There's one rule about to be inked that is affecting some soldiers' careers.
For Robert Wertz, it was one factor in his decision to leave the army.
"I did 7 years and I was a staff sergeant when I got out," he said.
Wertz was an E-6, and says he moved up the ranks fairly quickly. Yet his love for tattoos, and new rules set to take effect in the Army, were at odds.
Of the new rules, soldiers can now have no more than four total tattoos, the size of their hand, below their elbows or knees.
If soldiers already had more, they could stay enlisted, but now cannot apply for a promotion to be a commanding officer.
For Wertz, the rule meant his career in the military was no longer looking bright.
"I don't think it's okay for anyone to be judged by their tattoos," he said. "(The U.S. Army is) going to miss out on a lot of people just because they have some ink on their skin."
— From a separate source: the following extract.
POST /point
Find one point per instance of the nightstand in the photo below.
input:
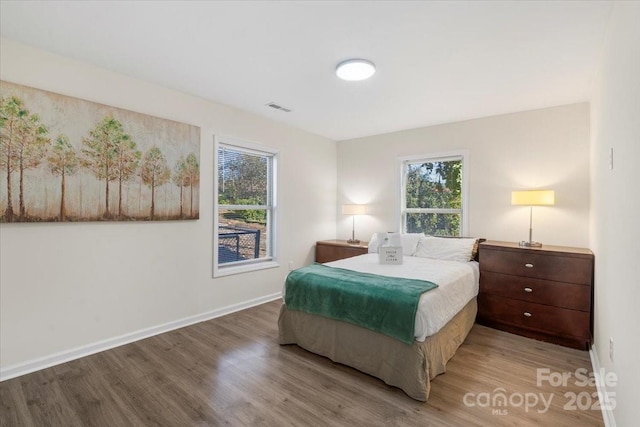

That may be part of the Army's goal, as it draws down its forces from the surge in 2006.
"We had to grow our army and we had to increase it by anywhere from 60,000 to 80,000 personnel, so in order to do that we had to relax some of the standards we had back then," said Fort Bliss spokesman Lt. Col. Lee Peters.
They are standards that are now being raised again.
"One of our basic fundamentals is good order and discipline and maintaining that professional appearance," said Peters.
Wertz is calling it discrimination. Maybe not of the color of his skin, but the color of the ink on his skin.
"I can go out and hold a sign that says anything I want on it because of the freedom of speech, so why not get something written on my body? Freedom of speech."
The Army will enforce the rule by photographing soldiers' tattoos. The photo will be put in their personnel file.
Then, each year, their company commander will have to perform a physical check to make sure soldiers are in compliance.